One thing that’s funny to me is that I wasn’t even supposed to be here this weekend. I was gonna go back to Los Angeles. I’m a legacy runner at The New Year’s Race. Last year, they had a 19 mile option (half and 10k).
This year, because of construction, they only had a 10k & 5k option… I would’ve still been willing to do it. Originally, I thought I was gonna have the whole week off. So, I’d have a chance to see friends and go to the dentist, and do all that stuff that makes going to LA super worth the trip…
But then thankfully, I kept getting extended at work. So, before you knew it, I was only gonna be in LA I think, basically 24 hours. I was barely gonna get to see anybody. And flying all the way across the country just to do a 9-mile race started to seem so silly.
Of course I would’ve loved to have seen as many people as I can… But it just didn’t make sense. If it were a race I loved and adored – if it were the SF Marathon (of which I do an event every year, because that race is my favorite), I would’ve figured out a way
…But to do it just because of stubbornness, or guilt, or whatever it is that made me so worried about losing my legacy status… I was like, “I just have to start letting some of these LA things go. It was great while I was there full-time. I will absolutely hang on to Rock ‘n’ Roll LA for as long as possible…. But this one’s gotta go now.”
Also, it’s so weird how life works out in the sense that this time around, a lot of my friends were super busy, or sick, or out-of-town, etc. – so I wouldn’t have had a super fruitful trip to LA. AND I heard from some people who did the race and apparently it wasn’t anything to write home about. (Sorry. Not trying to hate on the run.)
I’m just saying, from everything I can tell, I really didn’t miss anything at all by not going. (Of course, who knows. I might’ve had the adventure of a lifetime. We don’t know.)
But the point is, it’s amazing how different the same situation can be. In that, this weekend, I was supposed to go to LA and didn’t, and I had an increeeedible adventure that I loved so much. It was awesome that I did not go to LA.

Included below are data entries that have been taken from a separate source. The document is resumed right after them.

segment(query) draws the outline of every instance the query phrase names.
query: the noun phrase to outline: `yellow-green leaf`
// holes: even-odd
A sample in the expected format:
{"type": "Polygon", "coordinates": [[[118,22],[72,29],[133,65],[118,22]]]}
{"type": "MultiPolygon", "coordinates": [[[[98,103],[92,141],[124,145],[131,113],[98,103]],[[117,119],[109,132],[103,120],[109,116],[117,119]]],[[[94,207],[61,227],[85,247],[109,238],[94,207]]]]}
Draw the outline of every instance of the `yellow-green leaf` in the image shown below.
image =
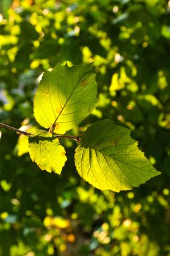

But last year, in this wintertime, there was a weekend I was supposed to go to LA and didn’t, and that was the beginning of something really terrible (and pretty horrific) that happened to me…
And I ask all the time, “Why didn’t I just go to LA like I planned?” (Even though there were totally valid reasons not to.) But it’s just so interesting to me that I’ve asked that question so many times. And yet, here I am a year later and the same premise happened, but the result was amazing.